Marisa Abela: Becoming smaller and frailer helped in Amy Winehouse portrayal

Marisa Abela for Harper's Bazaar UK (c) Jem Mitchell credit:Bang Showbiz
Marisa Abela for Harper's Bazaar UK (c) Jem Mitchell credit:Bang Showbiz

Marisa Abela says that becoming "smaller and frailer" was useful for her portrayal of Amy Winehouse in the biopic 'Back to Black'.

The 27-year-old star went to great lengths to recreate the late singer's slender frame and thinks it helped in her depiction of the 'Tears Dry on Their Own' hitmaker, even though it took a tough physical toll.

Speaking to Harper's Bazaar UK, Marisa said: "I had help to do it safely; I consulted a dietician and was being monitored. Feeling frailer and smaller helped – I hadn't understood, before, how much that affects your tempo.
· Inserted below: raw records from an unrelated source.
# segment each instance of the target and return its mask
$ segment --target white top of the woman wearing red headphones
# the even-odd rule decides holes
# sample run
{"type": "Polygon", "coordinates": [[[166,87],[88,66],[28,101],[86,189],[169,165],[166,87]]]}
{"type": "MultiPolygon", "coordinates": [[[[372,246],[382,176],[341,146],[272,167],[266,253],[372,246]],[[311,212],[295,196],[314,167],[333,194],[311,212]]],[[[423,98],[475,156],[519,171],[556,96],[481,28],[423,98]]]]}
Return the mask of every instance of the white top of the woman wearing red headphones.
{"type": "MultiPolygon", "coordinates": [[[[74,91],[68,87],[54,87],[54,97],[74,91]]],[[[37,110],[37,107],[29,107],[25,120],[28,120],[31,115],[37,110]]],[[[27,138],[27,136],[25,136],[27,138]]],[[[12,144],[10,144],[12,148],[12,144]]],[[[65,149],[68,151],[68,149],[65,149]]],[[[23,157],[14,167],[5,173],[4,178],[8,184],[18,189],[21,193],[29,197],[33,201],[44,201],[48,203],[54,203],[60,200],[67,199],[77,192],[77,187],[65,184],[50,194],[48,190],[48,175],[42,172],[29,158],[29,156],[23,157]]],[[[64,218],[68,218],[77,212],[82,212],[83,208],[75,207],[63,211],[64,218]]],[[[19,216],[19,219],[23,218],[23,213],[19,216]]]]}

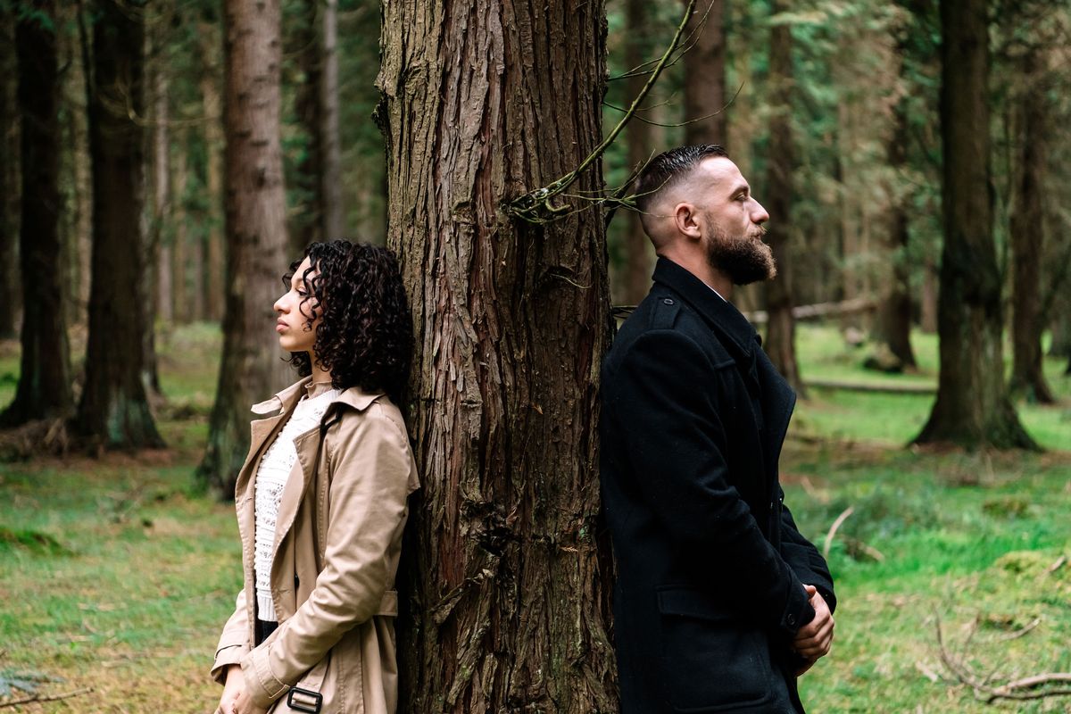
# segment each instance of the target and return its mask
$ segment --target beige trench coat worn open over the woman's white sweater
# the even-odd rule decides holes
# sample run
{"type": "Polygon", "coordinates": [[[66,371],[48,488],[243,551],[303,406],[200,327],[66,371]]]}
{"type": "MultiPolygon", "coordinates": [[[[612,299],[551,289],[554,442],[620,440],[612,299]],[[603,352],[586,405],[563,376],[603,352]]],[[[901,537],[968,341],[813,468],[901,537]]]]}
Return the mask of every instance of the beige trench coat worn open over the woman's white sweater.
{"type": "Polygon", "coordinates": [[[322,697],[322,714],[393,713],[394,575],[406,499],[419,482],[402,414],[383,394],[346,390],[320,427],[295,439],[298,460],[283,489],[271,566],[280,627],[253,648],[255,476],[308,381],[253,407],[272,415],[253,422],[238,476],[245,587],[220,637],[212,677],[223,683],[227,667],[240,664],[253,701],[272,714],[310,711],[300,705],[314,704],[315,696],[304,692],[322,697]]]}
"During her 'Frank' era (when her first album was released), Amy is fast and loud and boisterous with her arms, her movements are big. Once I started to change, I realised that you can't physically make those same movements. It's uncomfortable to sit. You're tired, you're hungry, you're more exposed."

Marisa admits that she initially rejected the chance to play Amy in Sam Taylor-Johnson's movie – which is slated for release on April 12 - because of the "huge" responsibility that the part would entail but soon forged a connection with the tragic star because of their shared Jewish upbringing.

She recalled: "My first instinct was to say, 'No, that's too much, too huge.'

"The more I got to know her, the more I felt a major connection to this spiky Jewish girl from London who had a lot to say and was really quite unafraid.

"I remembered how I felt when I was young, seeing that woman who was proud and cool, wearing a big Star of David in between a cleavage and a nice bra. I understood what a Friday night dinner would look like in her home, the humour in her family.

"I loved how effervescent she was, how huge a soul, how she just permeated any room she was in. But also, her relationship to her art form, and wanting to be good. That was the most important thing."

Abela added: "Once I framed her in that way, I felt I was in a position to take on this role. I never wanted to trick anyone. Sometimes you audition and you say you can ride a horse, speak Spanish or sword fight, when you can't.

"I was never, ever going to do that here. I was not going to put myself on the chopping block unless I knew I could do this."